The specification does not enable any person skilled in the art to which it pertains, or with which it is most nearly connected, to make and or use the invention commensurate in scope with the claims. The specification does not enable one skilled in the art to practice the invention without undue amount of experimentation.
Factors to be considered in determining whether undue experimentation is required to practice the claimed invention are summarized In re Wands (858 F2d 731, 737, 8 USPQ2d 1400, 1404 (Fed. Cir. 1988)). The factors most relevant to this rejection are the scope of the claim, the amount of direction or guidance provided, the lack of sufficient working examples, the unpredictability in the art and the amount of experimentation required to enable one of skill in the art to practice the claimed invention.

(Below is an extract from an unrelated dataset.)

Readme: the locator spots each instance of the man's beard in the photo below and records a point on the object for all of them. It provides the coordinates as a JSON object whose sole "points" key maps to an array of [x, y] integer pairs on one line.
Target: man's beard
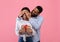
{"points": [[33, 15]]}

The specification discloses the anti-CD20/anti-CD3 antibody comprising the first antigen binding domain comprising a heavy chain variable region (VHCD3) and a light chain variable region (VLCD3) which comprise SEQ ID NO: 47 and 48 which encompasses 6 CDRs of SEQ ID NOs: 41-46 and a second antigen binding domain comprising a heavy chain variable region (VHCD20) and a light chain variable region (VLCD20) which comprise SEQ ID NOs:55 and 56 which encompass 6 CDRs of SEQ ID NOs: 49-54. The specification additionally describes wherein the anti-CD20/anti-CD3 antibody is glofitamab, a novel T-cell-engaging bispecific full-length antibody with a 2:1 molecular configuration for bivalent binding to CD20 on B cells and monovalent binding to CD3, particularly the CD2 epsilon chain, on T cells. However, the specification is not enabled for making and using an “anti-CD20/anti-CD3 antibody”. The specification has not adequately disclosed the genus of this molecule which can be made and used commensurate in scope with the specification for use in a method of treating CD20 expressing cancer in combination with an anti-PD-1/anti-LAG3 bispecific antibody.
The specification discloses the anti-PD-1/anti-LAG3 bispecific antibody comprising the anti-PD-1 antigen binding arm comprising SEQ ID NOs:9 and 10 which comprise the 6 CDRs of SEQ ID NOs: 1-6 for use in the claimed invention. The specification also discloses the anti-PD-1/anti-LAG3 bispecific antibody comprising the anti-LAG3 antigen binding arm comprising SEQ ID NOs: 17 and 18 which comprise 6 CDRs of SEQ ID NOs: 11-16 and 6 CDRS of SEQ ID NOs: 19-24 for use in the claimed invention. The specification is not enabled for making and using “an anti-PD-1/anti-LAG3 bispecific antibody”. The specification has not adequately disclosed the genus of this molecule which can be made and used commensurate in scope with the specification for use in a method of treating CD20 expressing cancer in combination with an anti-CD20/anti-CD3 antibody.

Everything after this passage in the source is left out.